Determining if data redistribution is needed

Determining the current data distribution for a database partition group or table can be helpful in determining if data redistribution is required. Details about the current data distribution can also be used to create a custom distribution map that specifies how to distribute data.

About this task

If a new database partition is added to a database partition group, or an existing database partition is dropped from a database partition group, perform data redistribution to balance data among all the database partitions.

If no database partitions have been added or dropped from a database partition group, then data redistribution is usually only indicated when there is an unequal distribution of data among the database partitions of the database partition group. Note that in some cases an unequal distribution of data can be desirable. For example, if some database partitions reside on a powerful machine, then it might be beneficial for those database partitions to contain larger volumes of data than other partitions.

Procedure

To determine if data redistribution is needed:

  1. Get information about the current distribution of data among database partitions in the database partition group.
    Run the following query on the largest table (alternatively, a representative table) in the database partition group:
    SELECT DBPARTITIONNUM(column_name), COUNT(*) FROM table_name
          GROUP BY DBPARTITIONNUM(column_name)
          ORDER BY DBPARTITIONNUM(column_name) DESC
    Here, column_name is the name of the distribution key for table table_name.

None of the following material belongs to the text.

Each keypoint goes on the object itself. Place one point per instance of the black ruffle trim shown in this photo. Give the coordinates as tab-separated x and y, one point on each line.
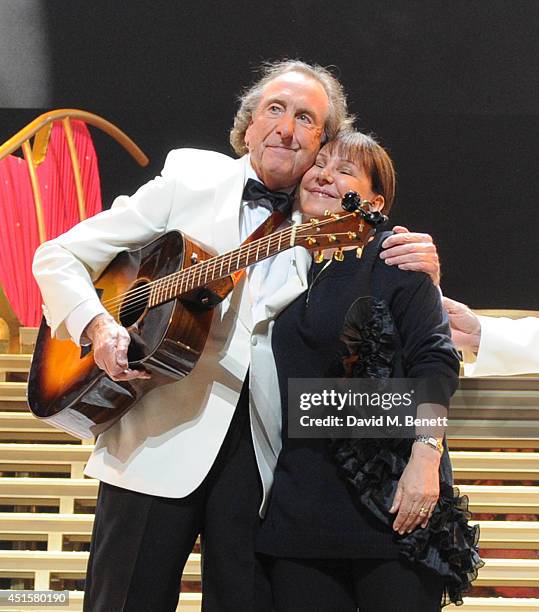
448	545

    The output of this query shows how many records from table_name reside on each database partition. If the distribution of data among database partitions is not as desired, then proceed to the next step.

  2. Get information about the distribution of data across hash partitions.
    Run the following query with the same column_name and table_name that were used in the previous step:
    SELECT HASHEDVALUE(column_name), COUNT(*) FROM table_name
          GROUP BY HASHEDVALUE(column_name)
          ORDER BY HASHEDVALUE(column_name) DESC

    The output of this query can easily be used to construct the distribution file needed when the USING DISTFILE parameter in the REDISTRIBUTE DATABASE PARTITION GROUP command is specified. Refer to the REDISTRIBUTE DATABASE PARTITION GROUP command reference for a description of the format of the distribution file.

  3. Optional: If the data requires redistribution, you can plan to do this operation during a system maintenance opportunity.

    When the USING DISTFILE parameter is specified, the REDISTRIBUTE DATABASE PARTITION GROUP command uses the information in the file to generate a new partition map for the database partition group. This operation results in a uniform distribution of data among database partitions.

    If a uniform distribution is not desired, you can construct your own target partition map for the redistribution operation. The target partition map can be specified by using the USING TARGETMAP parameter in the REDISTRIBUTE DATABASE PARTITION GROUP command.

Results

After doing this investigation, you will know if your data is uniformly distributed or not or if data redistribution is required.